Home Special Reports China’s Environment Protection Strategy Takes Centre Stage

China’s Environment Protection Strategy Takes Centre Stage

by Jean de la Croix Tabaro
12:08 pm

 China’s strategies in environmental protection policy, over the last ten years, have achieved advancements that are benefiting not only China, but the world as a whole.

At a time when air pollution is becoming a concern, China defied the odds with average concentration of PM2.5 in 74 major cities decreasing by 56 percent.

Fine particulate matter (PM2.5) is an air pollutant that is detrimental to health when levels in air are high. The tiny particles, which reduce visibility and appear hazy, are breathed in harmful quantities, when levels are high.

According to the minister of Ecology and Environment (MEE) Huang Runquin, the total number of heavily polluted days, decreased by 87 percent.

Protection of water purity was raised, with the doubling of state monitoring stations, increased to 3,641, nearly double on 1940 figures. Contaminants, like black, odorous water bodies, in 295 provincial cities and beyond, were eliminated, and 16,000 illegal sewage outlets brought up to standard.

Afforestation reached the 13th Five-year plan target, with country reaching a forest coverage rate of 23.04, which also helped lift three million people out of poverty.

To tackle claim change, and environmental degradation, under the terms of the Paris Agreement, China aims to promote sustainable, green development, by holding Co2 emissions, at or below their peak, by 2030, and becoming carbon neutral, by 2060. The country is committed to low carbon development.

The Green Belt and Road Initiative

China also promoted green policies in several countries, with Belt and Road Initiative.

The Belt and Road Initiative International Green Development Coalition (BRIGC), was established after the second Belt and Road Forum in April 2019, and has its own secretariat, under the supervision of MEE.

Its main objective, is “to promote international consensus, understanding, cooperation, and concerted actions to realize green development on the Belt and Road, to integrate sustainable development into the BRI through joint efforts and to facilitate BRI participating countries to realize Sustainable Development Goals (SDGs) related to environment and development.”

The BRIGC partnership is structured into ten thematic areas, including biodiversity and ecosystem management, green energy and energy efficiency, green finance and investments, improvement of environmental quality and green cities, south-south environmental cooperation and SDG capacity building, and green technology, innovation and corporate social responsibility.

It also intervenes in sustainable transportation, climate change governance and green transformation.

Finally, the partnership areas of BRIGC are environmental legislation and standards and maritime community with a shared future and marine environment governance.

According to Refinitiv, an Anglo-American financial data company, China was the largest market for green bonds issuance, in 2019, with about $23billion, ahead of the United States of America (USA), at $20billion.

Industrial upgrading for green growth.

In 2017, the Development Research Centre of the State Council of China(DRC) and OECD, designed a series of ecological projects, to upgrade industry for green growth.

This thematic area focuses on how to better align industrial and environmental policies in China, with the aim of simultaneously promoting industrial restructuring, addressing challenges arising from the “New Productive Revolution” while improving environmental and resource efficiency of the economy.

The project proposed a restructuring process meant “to address longstanding structural imbalances and misallocation of resources, and to reallocate.

resources to more productive segments of the economy, in order to achieve the dual objectives of sustainable economic growth, and a progressive reduction of pollution that impacts the life of those living close to clusters of heavy industry.”

Two main strategies to achieve this, included encouraging efficient firms to speed up the upgrading process, make greater use of advanced technologies and enhance their environmental performance.
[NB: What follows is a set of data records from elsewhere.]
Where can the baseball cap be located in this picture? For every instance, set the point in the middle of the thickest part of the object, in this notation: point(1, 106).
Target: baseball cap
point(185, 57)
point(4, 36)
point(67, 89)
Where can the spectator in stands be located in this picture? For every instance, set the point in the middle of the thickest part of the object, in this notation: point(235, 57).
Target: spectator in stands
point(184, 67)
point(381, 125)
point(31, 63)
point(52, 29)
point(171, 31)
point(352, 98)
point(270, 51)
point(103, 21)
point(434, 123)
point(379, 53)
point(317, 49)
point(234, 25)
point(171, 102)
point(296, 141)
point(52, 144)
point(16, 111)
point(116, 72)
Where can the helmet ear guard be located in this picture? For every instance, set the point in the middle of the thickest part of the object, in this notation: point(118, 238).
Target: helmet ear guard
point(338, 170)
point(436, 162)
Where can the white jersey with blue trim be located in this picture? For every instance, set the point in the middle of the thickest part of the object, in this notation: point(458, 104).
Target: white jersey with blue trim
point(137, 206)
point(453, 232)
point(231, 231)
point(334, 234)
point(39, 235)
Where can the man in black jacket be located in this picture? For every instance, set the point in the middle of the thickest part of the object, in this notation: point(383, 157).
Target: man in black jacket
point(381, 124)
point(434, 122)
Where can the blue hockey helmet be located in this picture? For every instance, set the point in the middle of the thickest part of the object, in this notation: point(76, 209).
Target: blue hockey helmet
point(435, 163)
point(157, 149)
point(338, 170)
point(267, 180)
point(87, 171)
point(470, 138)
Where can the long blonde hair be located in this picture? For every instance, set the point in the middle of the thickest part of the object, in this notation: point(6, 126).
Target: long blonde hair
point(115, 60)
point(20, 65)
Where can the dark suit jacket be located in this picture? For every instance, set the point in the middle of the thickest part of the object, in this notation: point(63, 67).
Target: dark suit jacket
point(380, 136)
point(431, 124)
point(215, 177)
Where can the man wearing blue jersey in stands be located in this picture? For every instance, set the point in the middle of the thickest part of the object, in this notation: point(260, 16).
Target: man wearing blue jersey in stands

In this process, the beneficiary

firms should be required to report transparent and high-quality financial and environmental data.

And secondly, to facilitate the quick and smooth exit of inefficient firms through a set of policies, for instance by providing adequate support to the workers and regions affected by plant closures, and firmly

addressing the issue of so called “zombie enterprises”, firms that have had to suspend or semi suspend production, and become insolvent, and are dependent on government subsidies.